俳句結社 雨月
ご挨拶
雨月主宰大橋一弘と申します。令和3年に主宰代行、令和5年に主宰を引き受けました。
父母伯母より手ほどきを受け、幼少時から俳句に親しんで参りましたが、大学では臨床心理を学び、心理臨床・教育人間の分野で大学で講ずる一方、展覧会歴12回を数えるモノクロ作品を主体とした写真作家活動、そして「雨月」誌上にて「ファインダーからの眺め」と題するモノクロ写真と随筆を平成9年より連載して参りました。
カメラという道具の特異性は、意識するかせぬかの刹那にシャッターを切ることができ、曖昧な認識の断片、暗黙の経験を拾い上げ凝り固まった先入見を越えさせてくれる点にあるのではないかと考えてきました。

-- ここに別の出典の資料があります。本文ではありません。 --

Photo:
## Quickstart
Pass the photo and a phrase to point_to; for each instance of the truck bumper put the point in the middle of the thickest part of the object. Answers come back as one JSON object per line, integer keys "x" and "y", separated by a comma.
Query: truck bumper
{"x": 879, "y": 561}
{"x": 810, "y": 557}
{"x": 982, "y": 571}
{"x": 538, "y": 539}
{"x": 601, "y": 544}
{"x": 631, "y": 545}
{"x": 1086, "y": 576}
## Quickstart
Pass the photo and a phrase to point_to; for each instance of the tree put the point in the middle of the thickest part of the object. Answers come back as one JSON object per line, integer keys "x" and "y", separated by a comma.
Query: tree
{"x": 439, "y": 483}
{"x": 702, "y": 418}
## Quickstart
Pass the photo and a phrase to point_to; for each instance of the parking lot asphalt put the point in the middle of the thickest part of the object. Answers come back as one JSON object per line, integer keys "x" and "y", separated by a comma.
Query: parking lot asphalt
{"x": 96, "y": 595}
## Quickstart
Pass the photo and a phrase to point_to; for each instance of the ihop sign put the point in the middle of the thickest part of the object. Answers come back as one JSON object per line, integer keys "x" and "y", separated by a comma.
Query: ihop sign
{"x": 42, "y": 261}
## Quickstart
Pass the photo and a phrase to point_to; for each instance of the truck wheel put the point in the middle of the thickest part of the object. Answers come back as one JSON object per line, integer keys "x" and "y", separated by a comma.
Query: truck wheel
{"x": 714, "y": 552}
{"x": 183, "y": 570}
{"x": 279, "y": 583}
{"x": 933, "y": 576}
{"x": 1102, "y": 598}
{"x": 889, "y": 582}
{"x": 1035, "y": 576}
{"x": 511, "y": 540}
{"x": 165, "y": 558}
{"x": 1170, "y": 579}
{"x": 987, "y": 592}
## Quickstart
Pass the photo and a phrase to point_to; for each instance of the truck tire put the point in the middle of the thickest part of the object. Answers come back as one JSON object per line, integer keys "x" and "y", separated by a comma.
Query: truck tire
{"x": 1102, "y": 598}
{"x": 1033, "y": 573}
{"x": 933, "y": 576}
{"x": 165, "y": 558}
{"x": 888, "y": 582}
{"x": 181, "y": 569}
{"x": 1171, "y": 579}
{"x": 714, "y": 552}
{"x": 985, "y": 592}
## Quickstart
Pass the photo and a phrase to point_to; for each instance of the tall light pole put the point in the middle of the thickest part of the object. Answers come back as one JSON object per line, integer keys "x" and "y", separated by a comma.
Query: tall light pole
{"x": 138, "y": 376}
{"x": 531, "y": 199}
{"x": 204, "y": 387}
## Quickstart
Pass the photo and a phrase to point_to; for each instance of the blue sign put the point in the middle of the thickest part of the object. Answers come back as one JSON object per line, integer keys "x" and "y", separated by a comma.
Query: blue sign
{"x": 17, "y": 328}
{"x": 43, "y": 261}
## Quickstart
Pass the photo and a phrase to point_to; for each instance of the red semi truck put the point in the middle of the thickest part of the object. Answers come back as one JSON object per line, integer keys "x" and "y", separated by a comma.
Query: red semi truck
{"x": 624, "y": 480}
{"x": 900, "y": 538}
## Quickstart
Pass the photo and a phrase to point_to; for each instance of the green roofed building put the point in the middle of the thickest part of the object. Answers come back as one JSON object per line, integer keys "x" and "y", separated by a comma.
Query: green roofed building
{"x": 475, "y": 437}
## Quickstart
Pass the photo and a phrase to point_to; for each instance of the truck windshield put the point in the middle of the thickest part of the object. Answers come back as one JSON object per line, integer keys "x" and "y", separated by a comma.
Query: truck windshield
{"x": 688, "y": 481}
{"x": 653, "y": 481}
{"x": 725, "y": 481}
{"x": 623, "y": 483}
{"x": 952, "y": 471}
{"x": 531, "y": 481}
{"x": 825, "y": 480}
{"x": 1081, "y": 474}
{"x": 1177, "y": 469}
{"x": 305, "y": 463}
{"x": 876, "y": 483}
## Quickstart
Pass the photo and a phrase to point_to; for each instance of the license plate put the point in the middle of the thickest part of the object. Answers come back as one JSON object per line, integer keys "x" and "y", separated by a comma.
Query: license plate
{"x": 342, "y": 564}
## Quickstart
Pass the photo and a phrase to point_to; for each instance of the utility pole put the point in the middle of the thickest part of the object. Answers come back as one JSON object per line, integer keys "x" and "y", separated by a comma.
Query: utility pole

俳句も同様に、曖昧な認識の断片を身体に根ざした言の葉の響きにに乗せる手法ではないかとも思います。
振り返って櫻坡子の言う「小主観を抑える」とは、億見に塗れた見方から離脱することとも言え、そこにこそ軽み、俳味も自ずと現れるように思います。見ることの根源に於いて見る態度とでも言えるでしょうか。そこには己の経験の根源、各人の謂わば「業」と、一方で文化的普遍性や、人としての普遍性が現れもするでしょう。そう考えれば、季語という文化が現れるのも日本人にとっては必然とも思え、韻律、音韻の重要性もそこにあるのでしょう。リズムや音は身体に根ざした念の根源ですから。
先日、ある方の句集の序文を依頼されて、冒頭に概ね次のようなことを記しました。「何らかの作品は遍く己の来し方への祀りであり、行く末への祈りである。本句集も亡き妻への挽歌であり、御自身の来し方行く末への祀りであり生きた証である。御自身のルーツを辿る旅であり抱えた業を祀る作業でもある。人は誰しも己の業を抱え、祀り、祈り、生きて行くのだろう。」
芸術表現とは扱い難い感情や、扱われずに来た「業」を見据える作業、つまり、怒りと哀しみを祀り、自身がそこに至る諸縁を一つひとつ解きほぐして対象化し、引き受けて行く作業とも言えるでしょう。言い換えるならば、芸術とは亡き者を祀る作業であり、人が「生きる」ためにこそあるのです。
巡る季節の中、とるに足らぬような小さき欠片を、しかし二度と訪れぬ欠片を積み重ねて日々は続きます。その小さな欠片を拾い集めるかの俳句という行為は、日々溜まり行く澱を祀るのです。殊更に声高に感情を語らずとも、ただそこにあった小さな欠片を写し取ってゆく、これも客観写生の一つの意味でしょう。
透徹した客観描写は、観る者の、ひいては人間普遍の姿を映し出します。芭蕉の「松のことは松に習へ」という言葉、そして、敦子の唱えた「主格合一」はそういうことではないかと考えています。
沿革
「雨月」は令和6年に創刊75周年、通巻900号を迎えた。虚子の弟子であった大橋櫻坡子により昭和24年4月に創刊。翌年定年退職した櫻坡子は句作に専念。虚子に傾倒した櫻坡子は「虚子の芸は自然をありのままに映し、自己の小主観を抑え(中略)鍛錬を重ねたところの芸であって、一つの芸の極致である。」と理念を掲げた。昭和46年の櫻坡子の没後、大橋敦子が雨月を継承。敦子は「主格合一」を掲げ、NHK俳壇、角川書店「俳句」平成俳壇等の選者を歴任。昭和56年、句集『勾玉』で現代俳句女流賞受賞。「雨月会」は平成6年大阪府知事より大阪文化奨励賞を受けた。平成16年、大橋麻沙子副主宰就任。平成18年、副主宰麻沙子死去。同年大橋晄副主宰就任。平成22年、晄主宰就任。令和5年、晄が名誉主宰に退き、大橋一弘主宰就任。